Leigh J. Passman, MD, PhD is a physician and health services researcher based in Rio de Janeiro who consults on population-based cancer control. A consultant to Brazil’s National Cancer Institute since 2007 using international cooperation to promote health systems management improvement, Dr. Passman served on the Forum’s organizing committee.

ASCO Global Express spoke briefly with Dr. Jeffrey Weitzel of Clinical Cancer Genetics, an ASCO faculty at the INCA-ASCO Forum, about his experience at the Forum.

ASCO Global Express: What did you learn from your experience in Brazil that you’d like readers to know?

Dr. Weitzel: There is a vibrant cancer genetics community of motivated clinicians in Brazil. The symposium was well organized and well attended. The audience was engaged and grateful for the opportunity for dialogue about the necessity, and challenges facing integration of genetic cancer risk assessment and management in the Brazilian health care system. There were parallels with our efforts at the City of Hope, to address disparities by reaching out to underserved populations. Getting access to genetic and genomic tools for precision medicine is a global issue. 

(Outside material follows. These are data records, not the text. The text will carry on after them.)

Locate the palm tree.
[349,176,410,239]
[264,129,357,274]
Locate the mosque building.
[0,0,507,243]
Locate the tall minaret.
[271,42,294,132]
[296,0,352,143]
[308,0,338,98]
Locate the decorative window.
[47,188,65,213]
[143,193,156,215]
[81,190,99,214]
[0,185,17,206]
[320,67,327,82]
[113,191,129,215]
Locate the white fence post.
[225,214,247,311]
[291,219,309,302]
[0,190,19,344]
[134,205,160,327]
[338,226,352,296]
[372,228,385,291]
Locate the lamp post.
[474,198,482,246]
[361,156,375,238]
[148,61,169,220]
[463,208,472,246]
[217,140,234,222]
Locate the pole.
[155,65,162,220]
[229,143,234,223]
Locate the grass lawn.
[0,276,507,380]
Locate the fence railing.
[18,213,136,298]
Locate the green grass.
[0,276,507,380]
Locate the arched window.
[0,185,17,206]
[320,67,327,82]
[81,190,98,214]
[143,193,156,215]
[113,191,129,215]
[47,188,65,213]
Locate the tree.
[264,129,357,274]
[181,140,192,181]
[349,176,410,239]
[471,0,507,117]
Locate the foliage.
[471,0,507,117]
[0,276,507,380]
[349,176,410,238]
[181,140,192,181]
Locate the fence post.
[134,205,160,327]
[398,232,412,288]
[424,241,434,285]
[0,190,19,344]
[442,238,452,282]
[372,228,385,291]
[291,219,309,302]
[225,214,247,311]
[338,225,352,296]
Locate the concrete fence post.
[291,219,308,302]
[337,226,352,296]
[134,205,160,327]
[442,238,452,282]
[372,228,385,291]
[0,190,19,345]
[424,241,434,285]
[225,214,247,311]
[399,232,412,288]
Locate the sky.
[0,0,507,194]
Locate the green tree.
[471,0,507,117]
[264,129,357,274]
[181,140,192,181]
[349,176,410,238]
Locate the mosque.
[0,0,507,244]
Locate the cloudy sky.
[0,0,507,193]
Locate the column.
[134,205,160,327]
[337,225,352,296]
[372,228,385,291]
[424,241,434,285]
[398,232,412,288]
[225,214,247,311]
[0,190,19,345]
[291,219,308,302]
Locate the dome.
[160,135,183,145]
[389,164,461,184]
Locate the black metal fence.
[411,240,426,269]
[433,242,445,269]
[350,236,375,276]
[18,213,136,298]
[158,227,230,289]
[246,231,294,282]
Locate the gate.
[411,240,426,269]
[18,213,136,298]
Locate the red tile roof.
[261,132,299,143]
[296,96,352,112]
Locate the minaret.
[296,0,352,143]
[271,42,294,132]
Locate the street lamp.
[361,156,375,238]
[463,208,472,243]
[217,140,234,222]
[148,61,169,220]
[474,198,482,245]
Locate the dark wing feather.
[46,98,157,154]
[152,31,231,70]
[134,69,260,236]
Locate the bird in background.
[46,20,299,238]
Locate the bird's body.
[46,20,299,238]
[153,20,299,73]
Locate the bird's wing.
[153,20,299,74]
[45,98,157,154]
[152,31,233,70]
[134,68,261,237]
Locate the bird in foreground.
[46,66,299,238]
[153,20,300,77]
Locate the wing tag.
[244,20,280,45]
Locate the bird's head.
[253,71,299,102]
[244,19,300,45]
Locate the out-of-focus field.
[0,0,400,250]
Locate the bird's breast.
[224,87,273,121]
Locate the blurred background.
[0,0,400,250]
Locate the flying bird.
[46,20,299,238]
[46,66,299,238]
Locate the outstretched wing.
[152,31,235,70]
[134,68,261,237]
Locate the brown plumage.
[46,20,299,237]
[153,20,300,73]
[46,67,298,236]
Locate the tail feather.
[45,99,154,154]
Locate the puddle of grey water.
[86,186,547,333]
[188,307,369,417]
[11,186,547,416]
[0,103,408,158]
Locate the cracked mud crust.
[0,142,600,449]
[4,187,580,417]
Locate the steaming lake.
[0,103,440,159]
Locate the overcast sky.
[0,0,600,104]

ASCO Global Express: Why do you think courses like the one organized by INCA-ASCO are important for patients with cancer?

Dr. Weitzel: The INCA-ASCO collaboration is important to patients with cancer, wherever they are in the world. As articulated in these courses, published policy statements and the work profiled in the annual meetings, ASCO has an obligation and a voice in promoting global health. I believe these efforts make a difference and they help anchor the efforts of clinicians in the host country. We look forward to continued friendship and collaborations with our Brazilian colleagues.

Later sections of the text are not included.